Master en Desarrollo Local. Director de la Fundación Donum, Cuenca. Exdirigente de Alfaro Vive Carajo.
Lamentable imagen la del jueves 2 de julio por la noche. Retrata de cuerpo entero al régimen: Ministro y Viceministro del Interior, refugiados detrás de los toletes y escudos policiales, azuzando a sus huestes a agredir al pueblo de Quito en las calles.
Secundando consignas ofensivas contra la primera autoridad de la ciudad. Ofendiendo de gesto y palabra a los manifestantes. Presuntuosos en su espanto. Cuando un proyecto político pomposamente autocalificado de revolucionario tiene que echar mano de las fuerzas represivas para protegerse de las masas, es porque algo no encaja.
El correísmo, es cierto, jamás ha sustentado su estrategia en la movilización consciente y organizada de los sectores populares. Eso quedó confirmado con la escuálida respuesta ciudadana el 30-S frente al llamado a “defender” al gobierno. Pero de esa inconsistencia a la represión abierta de hoy existe una enorme distancia, una incomprensible paradoja.
La cosa, sin embargo, no queda ahí. En días pasados, el Ministro de Defensa y la máxima autoridad militar han tenido que salir a aclarar que la Fuerzas Armadas no le han retirado el apoyo al Presidente de la República. ¿Cómo así? ¿No se suponía que la Fuerzas Armadas ya no intervenían como garantes de la democracia? En cualquier democracia que se precie de tal un pronunciamiento así sería inconcebible, inaceptable, absurdo.
En principio, estas declaraciones no tendrían ningún sentido a no ser que pongan en evidencia una situación incierta y complicada. Porque lo único que logran es confirmar lo que todos sospechamos: que nuestra democracia sigue siendo tutelada (en última instancia) por la institución militar. ¿Es tan fuerte el temor del correísmo al pueblo que requiere de estos mensajes subliminales? ¿Están advirtiendo a la ciudadanía descontenta sobre las eventuales consecuencias de las protestas callejeras?
En la misma tónica toca interpretar el manoseo mediático de la visita del Papa.
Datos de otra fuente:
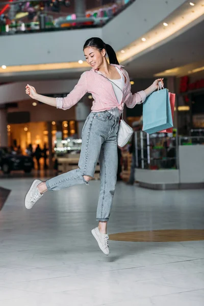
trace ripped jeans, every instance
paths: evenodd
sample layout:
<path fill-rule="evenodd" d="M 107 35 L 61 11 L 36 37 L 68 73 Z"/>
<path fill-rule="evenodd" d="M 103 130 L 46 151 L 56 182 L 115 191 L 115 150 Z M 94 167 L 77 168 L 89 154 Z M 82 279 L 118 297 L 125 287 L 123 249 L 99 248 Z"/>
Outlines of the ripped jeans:
<path fill-rule="evenodd" d="M 119 118 L 108 111 L 92 112 L 82 132 L 79 169 L 46 182 L 48 190 L 61 190 L 76 184 L 88 185 L 84 175 L 93 177 L 98 160 L 100 164 L 100 188 L 96 220 L 108 221 L 117 182 L 118 167 L 117 134 Z"/>

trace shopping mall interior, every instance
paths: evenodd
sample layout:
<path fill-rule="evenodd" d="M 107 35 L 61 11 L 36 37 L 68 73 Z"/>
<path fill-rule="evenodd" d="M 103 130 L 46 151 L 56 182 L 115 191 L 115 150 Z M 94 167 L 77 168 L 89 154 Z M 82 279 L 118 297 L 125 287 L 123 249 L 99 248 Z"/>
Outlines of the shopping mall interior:
<path fill-rule="evenodd" d="M 203 0 L 0 0 L 1 305 L 204 304 L 203 29 Z M 79 170 L 97 103 L 87 92 L 65 110 L 26 87 L 65 100 L 91 69 L 90 37 L 115 50 L 133 94 L 163 78 L 171 109 L 171 128 L 150 132 L 145 101 L 124 107 L 133 134 L 117 146 L 108 256 L 91 234 L 106 199 L 100 159 L 88 183 L 24 205 L 34 180 Z"/>

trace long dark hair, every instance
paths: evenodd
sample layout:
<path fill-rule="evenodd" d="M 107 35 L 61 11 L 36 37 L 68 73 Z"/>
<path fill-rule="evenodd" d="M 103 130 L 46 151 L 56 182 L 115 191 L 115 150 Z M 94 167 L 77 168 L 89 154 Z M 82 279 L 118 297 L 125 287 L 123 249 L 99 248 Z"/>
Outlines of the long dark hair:
<path fill-rule="evenodd" d="M 84 44 L 83 50 L 87 47 L 96 48 L 96 49 L 98 49 L 100 52 L 103 49 L 105 49 L 109 57 L 110 64 L 119 65 L 116 54 L 112 46 L 105 43 L 101 38 L 99 37 L 91 37 L 91 38 L 87 39 Z"/>

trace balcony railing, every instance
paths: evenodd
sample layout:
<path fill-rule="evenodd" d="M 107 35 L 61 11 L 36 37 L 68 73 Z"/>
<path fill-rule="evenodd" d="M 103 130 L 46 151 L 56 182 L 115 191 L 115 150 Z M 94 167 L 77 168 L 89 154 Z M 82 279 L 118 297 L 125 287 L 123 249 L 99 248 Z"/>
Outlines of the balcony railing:
<path fill-rule="evenodd" d="M 136 0 L 118 0 L 76 18 L 68 0 L 10 0 L 0 3 L 0 35 L 103 27 Z M 101 3 L 103 1 L 101 0 Z"/>

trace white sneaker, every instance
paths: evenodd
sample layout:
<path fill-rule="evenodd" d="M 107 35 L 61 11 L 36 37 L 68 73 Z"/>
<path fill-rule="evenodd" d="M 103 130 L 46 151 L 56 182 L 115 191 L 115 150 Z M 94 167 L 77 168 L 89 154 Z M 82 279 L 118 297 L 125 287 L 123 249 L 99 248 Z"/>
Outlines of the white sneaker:
<path fill-rule="evenodd" d="M 35 180 L 28 191 L 25 198 L 25 206 L 27 209 L 31 209 L 37 201 L 43 195 L 40 193 L 37 186 L 42 183 L 39 180 Z"/>
<path fill-rule="evenodd" d="M 109 246 L 109 236 L 107 234 L 100 234 L 98 228 L 96 227 L 91 231 L 94 238 L 98 243 L 98 245 L 102 252 L 106 255 L 110 253 Z"/>

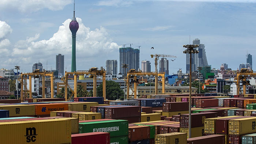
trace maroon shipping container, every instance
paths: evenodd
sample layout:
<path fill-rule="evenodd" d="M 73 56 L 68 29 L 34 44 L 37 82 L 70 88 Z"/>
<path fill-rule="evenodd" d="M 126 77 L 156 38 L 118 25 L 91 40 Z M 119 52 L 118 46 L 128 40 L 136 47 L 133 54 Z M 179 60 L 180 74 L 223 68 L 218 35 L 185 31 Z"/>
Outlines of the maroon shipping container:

El régimen apunta a cerrar la pinza del control social frente a una situación que se puede tornar inmanejable. La fuerza bruta dulcificada con un barniz franciscano puede ser un efectivo instrumento político, aunque la figura retrate a un Presidente agarrado de la sotana del Papa para resguardarse de la oposición.
No obstante, el gobierno no puede estar seguro de que la ciudadanía no separe la religión de la política, la comunión de la represión, la hostia del tolete. El fervor puede resultar insuficiente para neutralizar la indignación. Al contrario, una vez concluido el arrebato místico colectivo, esa indignación puede retornar con mayor fuerza, alentada además por la sospecha de una condenable manipulación oficial. La feligresía puede aceptar al poder eterno, pero al mismo tiempo rechazar al poder temporal.
Lo que tal vez no entra en los cálculos oficiales es que la fusión de la espada y la cruz tiene una carga simbólica brutal. Sobre todo en la América católica. Representa la devastación y la muerte: la guerra santa, la conquista, la Inquisición. Y también representa la oposición al cambio: el obispo Schumacher contra la Revolución Liberal,los cristeros mexicanos contra el laicismo. Por eso, justamente, los sectores más avanzados de la sociedad plantearon la separación de la Iglesia y el Estado; y por eso surgió la teología de la liberación.
La fusión de la espada y la cruz resume las posiciones más retrógradas y represivas de la política. Su encarnación más fidedigna son las dictaduras militares asesinando opositores entre efluvios de incienso y bruma de agua bendita. Cuando el correísmo se atrinchera tras una empalizada de fuerza policial e ideología religiosa, envía un mensaje preocupante. Fanatiza la política. En cada marcha ciudadana la Plaza de la Independencia se asemeja más a una fortaleza medioeval sitiada que a un espacio público ofrendado a la libertad. Destila miedo, agresividad y dogmatismo.